Avventura romana
Mi trovavo a Roma, zona Ottaviano. Ero da solo.
L’albergo non era malaccio, ma era arrivato il tempo di sloggiare e lasciarlo. Mi rimaneva ancora qualche ora prima di far ritorno a casa.
Avevo deciso di intraprendere quel viaggio per sbrigare una certa faccenda, ma anche per ritagliarmi un sano scampolo di tempo tutto per me, lontano dalla routine di tutti i giorni. Ora che – con il senno di poi – ci penso, deduco che avevo fatto proprio bene. La mia vita sarebbe andata a scatafascio, di lì a qualche mese, e quel brevissimo soggiorno nella capitale sarebbe rimasto l’ultimo ricordo spensierato per i successivi tre o quattro anni.
Mi faceva un po’ male la testa. La sera prima avevo bevuto. Parecchio, come raramente mi concedo. Mi ero recato ad un bar gay che si trova molto vicino al Colosseo, il Coming Out. Solo che avevo preferito ordinare qualche birra e portarla via, sedendomi non ai tavolini, ma poco di fronte, tutto solo. Più tardi mi erano venuti vicino dei ragazzini che sembravano di umore particolarmente gioioso. Eravamo separati da una breve distanza, quindi in un certo senso ci facevamo compagnia, ma dopotutto ognuno badava a sé. Però le voci allegre, i discorsi imberbi e la cadenza romanesca mi avevano messo di buon umore.
Queste immagini si riproponevano nella mia mente la mattina dopo, quando un po’ stordito decidevo come avrei trascorso il tempo che restava. Avevo voglia di fare qualche incontro, ma una breve incursione su Grindr si era rivelata inutile.

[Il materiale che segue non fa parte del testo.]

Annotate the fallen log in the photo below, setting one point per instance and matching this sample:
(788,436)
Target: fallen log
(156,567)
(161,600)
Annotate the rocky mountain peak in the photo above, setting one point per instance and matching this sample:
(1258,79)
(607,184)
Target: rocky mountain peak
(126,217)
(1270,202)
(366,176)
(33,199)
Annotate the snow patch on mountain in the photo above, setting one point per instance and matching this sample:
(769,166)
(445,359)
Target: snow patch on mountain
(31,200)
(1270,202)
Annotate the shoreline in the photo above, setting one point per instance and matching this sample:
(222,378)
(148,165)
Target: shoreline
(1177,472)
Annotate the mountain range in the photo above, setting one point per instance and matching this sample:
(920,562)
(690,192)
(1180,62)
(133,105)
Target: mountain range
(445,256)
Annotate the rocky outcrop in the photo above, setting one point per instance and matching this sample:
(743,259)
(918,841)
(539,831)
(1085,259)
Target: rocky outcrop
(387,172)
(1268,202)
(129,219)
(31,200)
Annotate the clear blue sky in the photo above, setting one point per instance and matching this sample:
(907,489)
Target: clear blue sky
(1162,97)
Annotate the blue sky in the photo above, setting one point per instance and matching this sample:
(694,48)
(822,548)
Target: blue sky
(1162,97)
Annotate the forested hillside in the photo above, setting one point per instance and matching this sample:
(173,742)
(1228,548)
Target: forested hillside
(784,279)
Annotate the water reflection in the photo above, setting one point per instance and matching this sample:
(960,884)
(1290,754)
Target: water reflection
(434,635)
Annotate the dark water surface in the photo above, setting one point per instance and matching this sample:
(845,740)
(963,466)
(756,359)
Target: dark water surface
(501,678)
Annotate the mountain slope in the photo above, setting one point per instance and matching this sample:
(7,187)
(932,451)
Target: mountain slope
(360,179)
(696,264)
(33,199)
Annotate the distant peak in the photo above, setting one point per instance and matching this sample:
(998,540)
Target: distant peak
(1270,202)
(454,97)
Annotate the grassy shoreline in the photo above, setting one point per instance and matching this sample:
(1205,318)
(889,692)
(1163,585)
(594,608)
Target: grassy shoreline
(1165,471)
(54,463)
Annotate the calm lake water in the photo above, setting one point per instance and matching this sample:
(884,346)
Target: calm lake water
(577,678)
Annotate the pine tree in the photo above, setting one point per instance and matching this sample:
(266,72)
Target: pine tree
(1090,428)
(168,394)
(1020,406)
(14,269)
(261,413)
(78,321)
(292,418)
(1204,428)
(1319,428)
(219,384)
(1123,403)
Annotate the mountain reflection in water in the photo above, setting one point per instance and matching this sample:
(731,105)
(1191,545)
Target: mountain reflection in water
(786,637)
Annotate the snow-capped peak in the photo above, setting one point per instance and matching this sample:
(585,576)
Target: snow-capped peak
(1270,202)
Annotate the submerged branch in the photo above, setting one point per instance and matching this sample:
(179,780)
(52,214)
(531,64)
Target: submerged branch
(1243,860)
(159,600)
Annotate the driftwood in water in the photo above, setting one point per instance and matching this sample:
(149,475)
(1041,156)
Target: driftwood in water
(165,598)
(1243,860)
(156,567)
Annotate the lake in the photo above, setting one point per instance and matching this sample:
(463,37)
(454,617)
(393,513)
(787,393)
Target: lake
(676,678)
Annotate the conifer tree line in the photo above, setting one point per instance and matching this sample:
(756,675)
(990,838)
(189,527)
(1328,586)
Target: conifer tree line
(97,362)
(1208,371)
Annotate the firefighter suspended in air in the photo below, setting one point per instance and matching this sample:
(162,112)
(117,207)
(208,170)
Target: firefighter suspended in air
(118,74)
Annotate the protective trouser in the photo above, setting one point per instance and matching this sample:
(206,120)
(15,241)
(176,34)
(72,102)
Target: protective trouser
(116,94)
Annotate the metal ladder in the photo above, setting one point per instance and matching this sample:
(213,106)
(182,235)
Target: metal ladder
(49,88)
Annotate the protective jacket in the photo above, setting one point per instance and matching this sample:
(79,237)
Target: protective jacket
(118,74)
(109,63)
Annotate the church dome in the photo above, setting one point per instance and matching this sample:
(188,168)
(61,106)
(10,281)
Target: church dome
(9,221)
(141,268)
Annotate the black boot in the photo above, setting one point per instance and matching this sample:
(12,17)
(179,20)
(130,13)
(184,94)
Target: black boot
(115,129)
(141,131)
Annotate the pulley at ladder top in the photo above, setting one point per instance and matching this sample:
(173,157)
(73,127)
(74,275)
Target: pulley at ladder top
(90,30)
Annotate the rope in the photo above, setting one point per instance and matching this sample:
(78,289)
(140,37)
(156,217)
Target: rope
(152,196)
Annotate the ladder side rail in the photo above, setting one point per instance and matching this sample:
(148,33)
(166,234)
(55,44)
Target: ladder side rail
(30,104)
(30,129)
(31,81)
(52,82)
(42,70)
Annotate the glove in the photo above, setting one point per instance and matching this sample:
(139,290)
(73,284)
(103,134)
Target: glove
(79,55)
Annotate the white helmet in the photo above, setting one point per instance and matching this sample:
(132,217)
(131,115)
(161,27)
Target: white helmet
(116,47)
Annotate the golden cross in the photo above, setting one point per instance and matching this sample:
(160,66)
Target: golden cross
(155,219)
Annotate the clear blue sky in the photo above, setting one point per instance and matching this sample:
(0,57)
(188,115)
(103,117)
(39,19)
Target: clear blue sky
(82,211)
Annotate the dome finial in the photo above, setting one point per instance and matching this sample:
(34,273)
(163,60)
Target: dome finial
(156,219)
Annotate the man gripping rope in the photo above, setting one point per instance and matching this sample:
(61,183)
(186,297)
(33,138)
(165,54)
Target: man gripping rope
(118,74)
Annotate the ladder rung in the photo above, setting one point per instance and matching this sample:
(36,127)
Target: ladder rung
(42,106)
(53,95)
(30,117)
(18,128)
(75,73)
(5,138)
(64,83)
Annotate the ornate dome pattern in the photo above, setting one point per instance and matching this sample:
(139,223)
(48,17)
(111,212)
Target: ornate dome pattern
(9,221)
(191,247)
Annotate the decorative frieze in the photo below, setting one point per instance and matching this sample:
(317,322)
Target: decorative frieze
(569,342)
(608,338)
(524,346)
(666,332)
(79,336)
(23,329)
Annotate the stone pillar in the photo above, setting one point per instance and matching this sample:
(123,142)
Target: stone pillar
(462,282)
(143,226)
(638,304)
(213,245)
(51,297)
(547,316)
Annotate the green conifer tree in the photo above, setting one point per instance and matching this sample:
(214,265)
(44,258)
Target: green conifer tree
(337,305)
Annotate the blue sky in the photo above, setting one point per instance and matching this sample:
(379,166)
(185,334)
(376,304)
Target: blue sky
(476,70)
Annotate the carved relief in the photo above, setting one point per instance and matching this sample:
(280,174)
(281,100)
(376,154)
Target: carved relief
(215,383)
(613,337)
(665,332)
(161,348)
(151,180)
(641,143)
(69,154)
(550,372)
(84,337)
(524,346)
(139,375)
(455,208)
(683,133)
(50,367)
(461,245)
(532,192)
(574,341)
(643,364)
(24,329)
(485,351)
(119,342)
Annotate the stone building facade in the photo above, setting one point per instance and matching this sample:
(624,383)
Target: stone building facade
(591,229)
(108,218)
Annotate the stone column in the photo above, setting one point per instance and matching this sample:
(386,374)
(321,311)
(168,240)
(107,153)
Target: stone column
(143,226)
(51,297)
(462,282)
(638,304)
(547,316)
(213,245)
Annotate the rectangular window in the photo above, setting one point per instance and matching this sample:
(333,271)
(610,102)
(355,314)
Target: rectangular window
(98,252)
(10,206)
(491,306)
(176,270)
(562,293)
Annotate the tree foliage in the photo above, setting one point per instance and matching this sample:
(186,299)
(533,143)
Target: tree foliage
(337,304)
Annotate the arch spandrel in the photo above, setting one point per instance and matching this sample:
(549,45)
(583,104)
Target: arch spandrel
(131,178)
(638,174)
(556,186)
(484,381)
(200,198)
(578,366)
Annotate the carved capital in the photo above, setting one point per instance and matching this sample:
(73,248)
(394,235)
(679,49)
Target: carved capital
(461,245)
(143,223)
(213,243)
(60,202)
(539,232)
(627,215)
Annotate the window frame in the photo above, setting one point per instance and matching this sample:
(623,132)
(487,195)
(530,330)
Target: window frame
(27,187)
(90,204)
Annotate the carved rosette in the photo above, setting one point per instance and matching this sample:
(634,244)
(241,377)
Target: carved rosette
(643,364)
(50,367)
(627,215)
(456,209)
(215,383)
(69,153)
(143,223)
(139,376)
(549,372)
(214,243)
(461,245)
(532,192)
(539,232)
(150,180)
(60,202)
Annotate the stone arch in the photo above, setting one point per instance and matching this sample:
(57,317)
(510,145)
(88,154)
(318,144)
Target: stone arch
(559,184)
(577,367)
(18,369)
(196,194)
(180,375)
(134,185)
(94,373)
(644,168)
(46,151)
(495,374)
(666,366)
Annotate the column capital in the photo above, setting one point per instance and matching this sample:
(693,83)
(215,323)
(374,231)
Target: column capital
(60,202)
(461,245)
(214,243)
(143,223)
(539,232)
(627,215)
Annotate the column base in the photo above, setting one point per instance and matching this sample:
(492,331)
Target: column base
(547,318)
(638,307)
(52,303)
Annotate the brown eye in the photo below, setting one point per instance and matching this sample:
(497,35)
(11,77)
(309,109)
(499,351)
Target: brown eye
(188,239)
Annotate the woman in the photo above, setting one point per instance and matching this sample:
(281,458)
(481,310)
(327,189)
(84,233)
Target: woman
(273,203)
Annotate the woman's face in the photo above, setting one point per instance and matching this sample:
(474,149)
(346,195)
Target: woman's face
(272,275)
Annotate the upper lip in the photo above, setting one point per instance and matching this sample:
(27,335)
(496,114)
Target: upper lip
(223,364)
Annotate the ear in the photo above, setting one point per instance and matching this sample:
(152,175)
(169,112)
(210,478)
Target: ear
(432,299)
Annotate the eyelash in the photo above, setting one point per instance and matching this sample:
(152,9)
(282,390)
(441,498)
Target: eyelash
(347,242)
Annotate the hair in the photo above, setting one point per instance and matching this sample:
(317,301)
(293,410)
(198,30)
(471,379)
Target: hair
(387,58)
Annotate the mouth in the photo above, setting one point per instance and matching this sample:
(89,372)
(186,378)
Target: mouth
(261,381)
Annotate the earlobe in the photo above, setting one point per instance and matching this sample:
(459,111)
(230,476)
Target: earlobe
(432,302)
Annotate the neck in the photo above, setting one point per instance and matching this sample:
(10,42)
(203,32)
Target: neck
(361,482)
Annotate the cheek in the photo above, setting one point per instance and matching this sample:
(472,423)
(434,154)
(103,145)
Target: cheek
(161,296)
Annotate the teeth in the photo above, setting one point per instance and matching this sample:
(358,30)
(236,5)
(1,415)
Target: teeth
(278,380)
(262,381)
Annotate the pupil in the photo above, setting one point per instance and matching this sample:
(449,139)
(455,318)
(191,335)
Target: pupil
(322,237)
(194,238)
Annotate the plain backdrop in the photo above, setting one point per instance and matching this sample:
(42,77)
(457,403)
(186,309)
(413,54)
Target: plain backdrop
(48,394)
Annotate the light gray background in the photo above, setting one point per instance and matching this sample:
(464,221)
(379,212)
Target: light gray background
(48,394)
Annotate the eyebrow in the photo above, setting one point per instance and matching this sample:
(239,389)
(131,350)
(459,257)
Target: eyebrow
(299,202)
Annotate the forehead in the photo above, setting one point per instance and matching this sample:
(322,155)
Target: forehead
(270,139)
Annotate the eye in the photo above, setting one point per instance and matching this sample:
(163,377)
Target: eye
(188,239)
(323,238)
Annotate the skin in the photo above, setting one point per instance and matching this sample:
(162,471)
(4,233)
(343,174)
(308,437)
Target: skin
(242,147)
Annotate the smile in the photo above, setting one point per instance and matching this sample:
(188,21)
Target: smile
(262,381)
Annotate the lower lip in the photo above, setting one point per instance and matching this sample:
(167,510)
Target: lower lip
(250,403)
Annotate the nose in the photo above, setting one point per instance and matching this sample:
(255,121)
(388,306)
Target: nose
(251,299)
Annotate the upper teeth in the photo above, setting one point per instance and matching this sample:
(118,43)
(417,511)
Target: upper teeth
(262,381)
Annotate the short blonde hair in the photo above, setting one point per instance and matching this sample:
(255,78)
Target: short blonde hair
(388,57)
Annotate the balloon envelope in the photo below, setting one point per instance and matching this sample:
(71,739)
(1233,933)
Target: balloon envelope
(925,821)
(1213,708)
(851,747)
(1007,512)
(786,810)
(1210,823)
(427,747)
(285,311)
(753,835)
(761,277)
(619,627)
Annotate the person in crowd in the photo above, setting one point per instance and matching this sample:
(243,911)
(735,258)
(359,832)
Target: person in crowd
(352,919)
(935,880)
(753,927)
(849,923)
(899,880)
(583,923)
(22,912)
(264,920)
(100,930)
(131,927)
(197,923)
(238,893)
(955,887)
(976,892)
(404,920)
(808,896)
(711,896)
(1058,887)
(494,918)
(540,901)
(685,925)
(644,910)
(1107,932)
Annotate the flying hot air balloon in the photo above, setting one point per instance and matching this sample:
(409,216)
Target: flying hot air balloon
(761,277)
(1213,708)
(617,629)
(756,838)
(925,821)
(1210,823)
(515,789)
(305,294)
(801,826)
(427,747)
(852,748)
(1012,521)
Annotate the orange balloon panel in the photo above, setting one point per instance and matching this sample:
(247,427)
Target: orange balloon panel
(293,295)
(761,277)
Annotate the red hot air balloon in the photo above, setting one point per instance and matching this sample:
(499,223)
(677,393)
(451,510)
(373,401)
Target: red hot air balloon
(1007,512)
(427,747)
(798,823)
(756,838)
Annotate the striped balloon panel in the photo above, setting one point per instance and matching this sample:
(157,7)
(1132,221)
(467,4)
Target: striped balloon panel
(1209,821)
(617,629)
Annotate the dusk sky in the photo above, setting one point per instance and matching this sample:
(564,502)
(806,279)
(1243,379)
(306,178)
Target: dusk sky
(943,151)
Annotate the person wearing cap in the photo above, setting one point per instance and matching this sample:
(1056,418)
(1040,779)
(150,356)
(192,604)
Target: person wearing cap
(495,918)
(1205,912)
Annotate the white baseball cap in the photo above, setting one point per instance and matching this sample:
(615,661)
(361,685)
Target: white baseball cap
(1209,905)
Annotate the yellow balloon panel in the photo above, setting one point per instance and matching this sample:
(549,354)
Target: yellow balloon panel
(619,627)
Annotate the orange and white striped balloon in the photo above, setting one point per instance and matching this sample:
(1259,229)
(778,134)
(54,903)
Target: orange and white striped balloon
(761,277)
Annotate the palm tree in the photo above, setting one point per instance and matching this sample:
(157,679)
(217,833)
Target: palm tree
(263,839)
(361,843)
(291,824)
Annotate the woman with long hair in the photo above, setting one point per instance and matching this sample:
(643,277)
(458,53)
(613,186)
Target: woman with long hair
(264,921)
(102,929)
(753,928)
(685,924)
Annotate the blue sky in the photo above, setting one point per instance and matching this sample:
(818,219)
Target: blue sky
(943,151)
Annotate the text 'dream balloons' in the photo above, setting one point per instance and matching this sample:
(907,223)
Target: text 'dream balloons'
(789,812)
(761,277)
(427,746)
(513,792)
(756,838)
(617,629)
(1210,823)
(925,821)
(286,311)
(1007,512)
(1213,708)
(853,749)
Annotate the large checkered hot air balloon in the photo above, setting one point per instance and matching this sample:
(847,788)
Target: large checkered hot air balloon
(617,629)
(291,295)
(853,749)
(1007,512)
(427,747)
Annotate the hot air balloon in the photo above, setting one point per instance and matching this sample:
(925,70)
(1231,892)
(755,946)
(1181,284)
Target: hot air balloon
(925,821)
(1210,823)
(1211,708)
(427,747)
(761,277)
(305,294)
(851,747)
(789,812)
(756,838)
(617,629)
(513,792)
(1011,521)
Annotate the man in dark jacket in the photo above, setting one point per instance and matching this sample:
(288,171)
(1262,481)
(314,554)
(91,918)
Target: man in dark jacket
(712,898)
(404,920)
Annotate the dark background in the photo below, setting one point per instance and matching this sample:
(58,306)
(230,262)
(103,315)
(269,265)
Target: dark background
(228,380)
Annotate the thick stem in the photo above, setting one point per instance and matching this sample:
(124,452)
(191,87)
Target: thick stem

C’erano solo due occasioni interessanti: un ragazzo, che sperava io fossi automunito, ed un giramondo che voleva essere raggiunto nell’hotel (ma di cui non riuscivo a fidarmi!).
Così decido per il classico cinema porno. Posti squallidi, ma alla fine non ci ho mai fatto più di una sega.
E qualche volta lì ho incontrato anche persone che m’hanno lasciato il retrogusto di animi sensibili, un po’ sfortunati. Così ne trovo uno e mi decido ad entrare.
Dopo qualche minuto, vedo due ragazzi che sono seduti a godersi lo spettacolo: sono entrambi giovani ed eccitati. Avranno 25 e 35 anni ed il più giovane è mulatto. Rimango al loro fianco ad osservare, abbastanza interessato, finché mi fanno cenno di sedermi in mezzo a loro.
Così lo faccio. Il trentacinquenne dà cenno inequivocabile di apprezzare molto, e dopotutto non mi dispiace: è carino. E dopo un po’, quando i giochi sono conclusi, si alza, mi ringrazia e va via.
Così rimango solo con quell’altro, che chiamerò Ahmed, dal viso scuro e dolce. Iniziamo a parlare, poi l’eccitazione ci coglie di nuovo. Il periodo refrattario è stato breve. Ma io sono inflessibile, nonostante le sue insistenze: solo giochi di mano!
Quando abbiamo nuovamente finito, mi sento pian pianino raccontare la storia della sua vita: il paese da cui proviene, la ragazza con cui è stato fidanzato per tanti anni, a partire dall’adolescenza, e che ha lasciato per venire in Italia. Mi parla della sorella con cui conta di ricongiungersi presto, facendo arrivare anche lei qui. Io gli racconto di me, in modo sommario, certamente abborracciato, senza troppi dettagli. Lui appare interessato e mi spinge a parlare ancora. Poi mi confida:
– Tra Napoli e Roma non c’è troppa distanza ed io potrei venirci ogni tanto, anche periodicamente.
Resto un po’ interdetto, ma non me la sento né di respingere la sua proposta e nemmeno di avallarla. Così trovo la soluzione più semplice: lo scambio del cellulare e di Whatsapp.
Voglio andare via, a questo punto, ma lui mi trattiene – di cinque in minuti in cinque minuti, finché il ritardo diventa insostenibile. A questo punto gli faccio notare che un treno mi aspetta.
E lui inizia a dire che mi vuole accompagnare alla stazione. La trovo una cosa romantica, ma ho qualche riserva: in fin dei conti non lo conosco. Così declino l’invito e vado via.
Ritorno a casa. Ci sentiamo qualche volta sul cellulare: mi manda le sue fotografie che conservo ancora. Ma poi, pochi giorni dopo, inizierà il periodo della rovina, una fase atroce della mia vita che mi isolerà da tutto e da tutti.
Proprio quel viaggio a Roma resta l’ultimo goccio di miele che la vita m’ha fatto assaggiare prima del sapore amaro della malattia.